Action in the market today is flattish and the big news of the day as perhaps the Census Bureau's durable goods report. Durable goods orders for February were up 2.2% month to month versus consensus estimates for a 1.0% increase. That follows a 1.3% decrease in the prior month, which had sort of been given a mulligan because of the harsh weather. However, excluding the typically volatile transportation readings orders were only up 0.2%, which was actually below the 0.3% consensus estimate (transportation orders were up 6.9% after a 6.2% drop in January). Areas of strength included metals and electronics, while there decreases in machinery and electrical equipment.

Capital goods orders, a measure of corporate capital investments, have wavered in recent months after hitting a relative high note in November. Capital goods were down 1.3% month to month to $67.4 billion. All in all, the durable goods report was neither good nor bad enough to really budge the market one way or another.

The market's eye was also on King Digital (BATS:KING), maker of Candy Crush as it made its trading debut.
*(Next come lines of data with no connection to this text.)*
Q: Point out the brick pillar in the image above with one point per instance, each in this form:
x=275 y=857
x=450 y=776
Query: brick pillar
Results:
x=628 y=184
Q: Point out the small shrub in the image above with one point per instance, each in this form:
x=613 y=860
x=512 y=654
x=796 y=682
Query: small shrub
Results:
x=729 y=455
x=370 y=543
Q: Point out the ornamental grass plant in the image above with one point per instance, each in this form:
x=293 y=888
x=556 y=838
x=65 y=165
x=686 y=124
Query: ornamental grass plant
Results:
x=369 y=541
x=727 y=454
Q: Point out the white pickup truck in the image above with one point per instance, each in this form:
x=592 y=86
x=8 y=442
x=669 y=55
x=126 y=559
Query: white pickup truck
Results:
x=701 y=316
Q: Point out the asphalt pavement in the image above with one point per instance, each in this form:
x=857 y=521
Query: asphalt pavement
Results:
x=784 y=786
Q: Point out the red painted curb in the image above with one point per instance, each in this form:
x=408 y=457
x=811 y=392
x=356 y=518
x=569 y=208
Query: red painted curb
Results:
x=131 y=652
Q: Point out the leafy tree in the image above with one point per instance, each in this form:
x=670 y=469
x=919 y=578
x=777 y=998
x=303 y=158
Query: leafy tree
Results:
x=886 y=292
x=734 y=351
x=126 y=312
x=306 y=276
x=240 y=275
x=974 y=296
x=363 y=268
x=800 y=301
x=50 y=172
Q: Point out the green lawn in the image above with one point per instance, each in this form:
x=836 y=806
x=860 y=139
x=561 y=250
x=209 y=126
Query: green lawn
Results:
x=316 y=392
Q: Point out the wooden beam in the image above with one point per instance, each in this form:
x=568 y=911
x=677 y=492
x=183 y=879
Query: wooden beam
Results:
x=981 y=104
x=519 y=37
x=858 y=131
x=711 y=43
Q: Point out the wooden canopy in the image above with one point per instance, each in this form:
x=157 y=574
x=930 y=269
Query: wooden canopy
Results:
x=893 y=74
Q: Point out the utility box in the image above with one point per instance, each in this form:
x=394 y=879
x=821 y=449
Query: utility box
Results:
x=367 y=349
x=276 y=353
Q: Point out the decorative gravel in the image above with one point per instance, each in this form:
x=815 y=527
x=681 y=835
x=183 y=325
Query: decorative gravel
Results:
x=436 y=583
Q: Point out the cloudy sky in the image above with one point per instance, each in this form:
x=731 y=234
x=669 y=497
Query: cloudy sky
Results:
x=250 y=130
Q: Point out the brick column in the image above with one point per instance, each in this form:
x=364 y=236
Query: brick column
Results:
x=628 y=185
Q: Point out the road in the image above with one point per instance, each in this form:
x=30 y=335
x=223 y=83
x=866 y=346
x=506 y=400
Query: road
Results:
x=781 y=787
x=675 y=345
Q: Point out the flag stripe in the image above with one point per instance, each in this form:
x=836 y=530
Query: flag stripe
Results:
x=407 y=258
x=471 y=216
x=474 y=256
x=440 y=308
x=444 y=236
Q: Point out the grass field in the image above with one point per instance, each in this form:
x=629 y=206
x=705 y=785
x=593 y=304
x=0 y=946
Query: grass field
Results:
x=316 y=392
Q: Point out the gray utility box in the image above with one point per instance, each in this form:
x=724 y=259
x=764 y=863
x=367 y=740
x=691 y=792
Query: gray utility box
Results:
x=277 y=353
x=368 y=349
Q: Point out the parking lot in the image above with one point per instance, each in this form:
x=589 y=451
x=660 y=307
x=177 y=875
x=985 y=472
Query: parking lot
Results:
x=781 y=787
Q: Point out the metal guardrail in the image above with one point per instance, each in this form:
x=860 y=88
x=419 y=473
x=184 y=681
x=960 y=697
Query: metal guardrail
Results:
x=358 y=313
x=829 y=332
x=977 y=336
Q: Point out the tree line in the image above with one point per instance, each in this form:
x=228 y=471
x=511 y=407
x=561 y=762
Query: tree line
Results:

The IPO price called for a valuation of $7.1 billion at $22.50 per share but the initial reaction has been a negative one with the stock down approximately 10%. It is an interesting case study that may give us a hint to the market's mentality. It's a big name that a lot of folks will have been excited about and perhaps one may not have been surprised to see the stock jump initially. However, it seems fundamentals are taking charge and in a way maybe that's a good thing; we don't want too much over-exuberance. In the end one has to question whether the company has a long-term plan for when Candy Crush inevitably loses its popularity, while analysts will also be quick to note that its sales already began to fade in Q4.